KONG HO.
LETTER VI
Concerning this person's well-sustained efforts to discover
further demons. The behaviour of those invoked on two occasions.
VENERATED SIRE,--In an early letter I made some reference to a variety
of demon invoked by certain of the barbarians. As this matter aroused
your congenial interest, I have since privately bent my mind
incessantly to the discovery of others; but this has been by no means
easy, for, touching the more intimate details of the subject, the
barbarians frequently maintain a narrow-minded suspicion. Many whom I
have approached feign to become amused or have evaded a deliberate
answer under the subterfuge of a jest; yet, whenever I would have
lurked by night in their temples or among the enclosed spaces of their
tombs to learn more, at a given signal one in authority has approached
me with anxiety and mistrust engraved upon his features, and,
disregarding my unassuming protest that I would remain alone in a
contemplative reverie, has signified that so devout an exercise is
contrary to their written law.
On one occasion only did this person seem to hold himself poised on
the very edge of a fuller enlightenment.
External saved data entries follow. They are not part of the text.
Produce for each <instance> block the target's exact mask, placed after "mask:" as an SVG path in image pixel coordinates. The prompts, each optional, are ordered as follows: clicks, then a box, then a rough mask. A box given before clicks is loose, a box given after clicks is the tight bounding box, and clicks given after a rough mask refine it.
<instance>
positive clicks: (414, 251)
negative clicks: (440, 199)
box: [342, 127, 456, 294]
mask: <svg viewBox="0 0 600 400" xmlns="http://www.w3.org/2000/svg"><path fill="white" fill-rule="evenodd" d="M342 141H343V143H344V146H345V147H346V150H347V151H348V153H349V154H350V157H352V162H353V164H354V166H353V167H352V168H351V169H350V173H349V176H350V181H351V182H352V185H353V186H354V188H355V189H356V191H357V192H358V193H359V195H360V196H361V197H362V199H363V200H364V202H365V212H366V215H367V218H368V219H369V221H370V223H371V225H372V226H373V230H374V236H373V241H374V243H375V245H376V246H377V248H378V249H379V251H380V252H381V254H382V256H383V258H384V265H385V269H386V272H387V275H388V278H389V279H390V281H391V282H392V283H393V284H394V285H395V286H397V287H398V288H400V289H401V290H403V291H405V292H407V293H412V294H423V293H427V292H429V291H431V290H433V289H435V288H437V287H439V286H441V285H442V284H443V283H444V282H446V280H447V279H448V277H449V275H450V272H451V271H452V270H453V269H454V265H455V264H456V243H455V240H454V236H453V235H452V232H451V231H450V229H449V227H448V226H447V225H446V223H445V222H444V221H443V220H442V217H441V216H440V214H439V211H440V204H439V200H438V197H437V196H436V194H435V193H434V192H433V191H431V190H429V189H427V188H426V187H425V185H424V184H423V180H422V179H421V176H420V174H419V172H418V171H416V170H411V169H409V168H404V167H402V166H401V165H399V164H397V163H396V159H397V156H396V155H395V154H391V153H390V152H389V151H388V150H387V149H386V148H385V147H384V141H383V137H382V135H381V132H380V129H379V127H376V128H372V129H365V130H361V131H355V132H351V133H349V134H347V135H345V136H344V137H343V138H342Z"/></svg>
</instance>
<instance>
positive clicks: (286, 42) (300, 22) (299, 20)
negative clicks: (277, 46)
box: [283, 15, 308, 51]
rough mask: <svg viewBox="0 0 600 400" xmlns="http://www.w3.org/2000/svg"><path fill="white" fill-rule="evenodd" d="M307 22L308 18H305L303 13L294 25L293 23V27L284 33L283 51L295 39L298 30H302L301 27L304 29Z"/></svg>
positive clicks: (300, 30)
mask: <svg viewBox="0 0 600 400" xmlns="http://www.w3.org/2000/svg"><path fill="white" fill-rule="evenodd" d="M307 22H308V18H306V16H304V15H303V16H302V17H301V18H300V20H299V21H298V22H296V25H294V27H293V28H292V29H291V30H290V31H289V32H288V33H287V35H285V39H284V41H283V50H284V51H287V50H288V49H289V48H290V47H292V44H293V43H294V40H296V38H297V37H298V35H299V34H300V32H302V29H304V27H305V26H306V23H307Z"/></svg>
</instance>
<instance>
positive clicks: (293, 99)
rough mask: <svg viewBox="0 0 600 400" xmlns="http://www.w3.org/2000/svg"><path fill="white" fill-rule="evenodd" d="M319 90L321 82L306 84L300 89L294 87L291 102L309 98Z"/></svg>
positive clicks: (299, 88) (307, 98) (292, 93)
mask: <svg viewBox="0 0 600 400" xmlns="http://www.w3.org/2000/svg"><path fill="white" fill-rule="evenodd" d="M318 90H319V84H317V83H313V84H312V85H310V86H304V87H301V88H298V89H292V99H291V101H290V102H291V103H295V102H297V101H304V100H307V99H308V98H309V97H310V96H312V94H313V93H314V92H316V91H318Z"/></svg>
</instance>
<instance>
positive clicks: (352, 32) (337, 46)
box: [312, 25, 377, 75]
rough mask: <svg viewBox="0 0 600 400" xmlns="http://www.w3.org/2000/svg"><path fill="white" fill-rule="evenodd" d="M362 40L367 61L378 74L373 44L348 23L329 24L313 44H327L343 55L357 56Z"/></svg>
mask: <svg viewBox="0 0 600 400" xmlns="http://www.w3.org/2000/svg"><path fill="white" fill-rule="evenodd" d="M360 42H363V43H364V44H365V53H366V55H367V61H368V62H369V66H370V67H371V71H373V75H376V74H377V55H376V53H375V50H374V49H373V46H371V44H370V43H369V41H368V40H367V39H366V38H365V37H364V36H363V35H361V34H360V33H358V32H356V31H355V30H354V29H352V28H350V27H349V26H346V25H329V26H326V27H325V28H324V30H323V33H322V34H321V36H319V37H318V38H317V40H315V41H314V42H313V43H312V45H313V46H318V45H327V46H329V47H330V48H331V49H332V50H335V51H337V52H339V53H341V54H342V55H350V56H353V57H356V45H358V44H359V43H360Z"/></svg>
This was when, in the
venerable company of several benevolent persons, he was being taken
from place to place to see the more important buildings, and to
observe the societies of artificers labouring at their crafts. The
greater part of the day had already been spent in visiting temples,
open spaces reserved to children and those whose speech, appearance,
and general manner of behaving make it desirable that they should be
set apart from the contact of the impressionable, halls containing
relics and emblems of the past, places of no particular size or
attraction but described as being of unparalleled historic interest,
and the stalls of the more reputable venders of merchandise.